The zeta potential is the electrostatic potential at the interface between the dispersion medium and the fluid layer surrounding a dispersed particle. It is a useful metric for assessing the surface charge and acidity of adsorbent surfaces, as well as providing information about their stability and interaction potential in various environments. The zeta potential test indicated a marked change in the surface charge of the biomass after chemical treatment and cationic dye adsorption (Fig. 5). The raw biomass (SA) showed a zeta potential of −20 mV, indicating a distinctly negative charge. The raw biomass showed limited adsorption capacity for cationic dyes due to the presence of hydroxyl (–OH) and carboxyl (COO⁻) functional groups. Treatment with H₂O₂ + NaOH shifted the zeta potential to −30 mV, indicating a higher negative charge density. This change was attributed to oxidation by H₂O₂, which introduces carboxyl (COO⁻), carbonyl (C=O), and phenolic (OH) groups, and to the action of NaOH, which further activates these functional sites, thereby strengthening electrostatic interactions with cations.⁶² After dye adsorption, the zeta potential rose to −18 mV, showing that negative charges are partially neutralized by dye molecules attached to the adsorbent surface. These findings show that chemical treatment changes the surface functionalization, surface negative charge density, and adsorption capacity, making the biomass more effective for capturing cationic contaminants.⁶¹

Fig. 5 Zeta potential of SA, SA-OH, and SA-OH after BB41 adsorption.

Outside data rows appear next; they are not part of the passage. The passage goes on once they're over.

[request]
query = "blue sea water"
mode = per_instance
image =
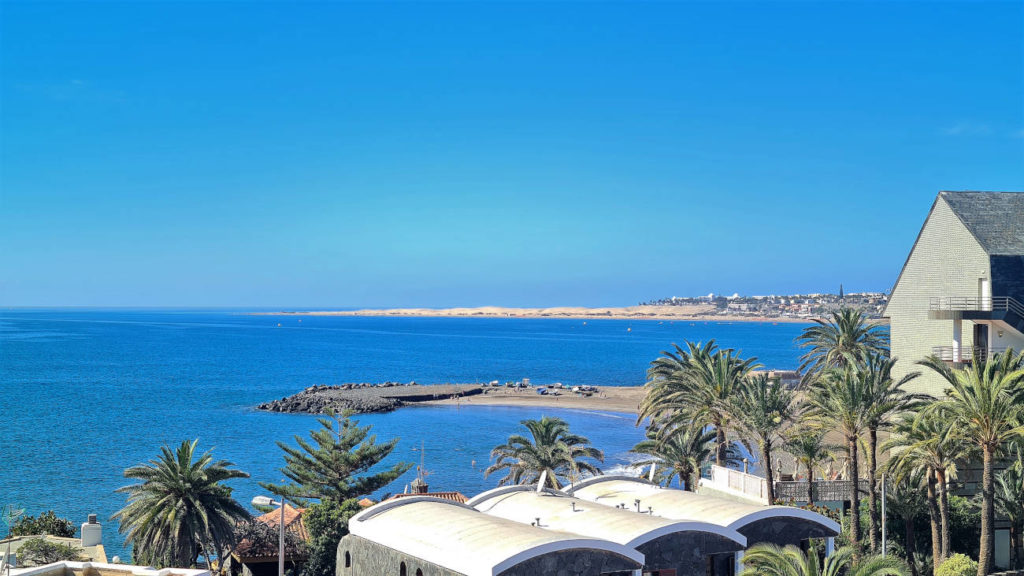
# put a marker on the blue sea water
(85, 394)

3.5 BB41 adsorption efficiency of the different adsorbents

A selectivity study was conducted to identify the most effective adsorbent for the removal of BB41 dye, based on adsorption performance. Adsorption experiments were conducted using the adsorbents SA and SA-OH under the following conditions: adsorbent dose = 3 g L⁻¹, initial BB41 concentration = 20 mg L⁻¹, temperature = 23 °C, contact time = 3 h, and pH 5.95. The corresponding results are presented in Fig. 6. Of the two materials tested, SA-OH was found to exhibit a significantly higher adsorption efficiency, reaching approximately 95% (q_e = 11 mg g⁻¹), in contrast to the raw SA, which was observed to show considerably lower performance (65%, q_e = 6.45 mg g⁻¹). This enhanced adsorption capacity is attributed to the chemical treatment of SA, which increased the number of active sites and improved the surface characteristics of the material. Based on these findings, both SA and SA-OH were considered for further optimization studies to evaluate their adsorption potential in greater detail.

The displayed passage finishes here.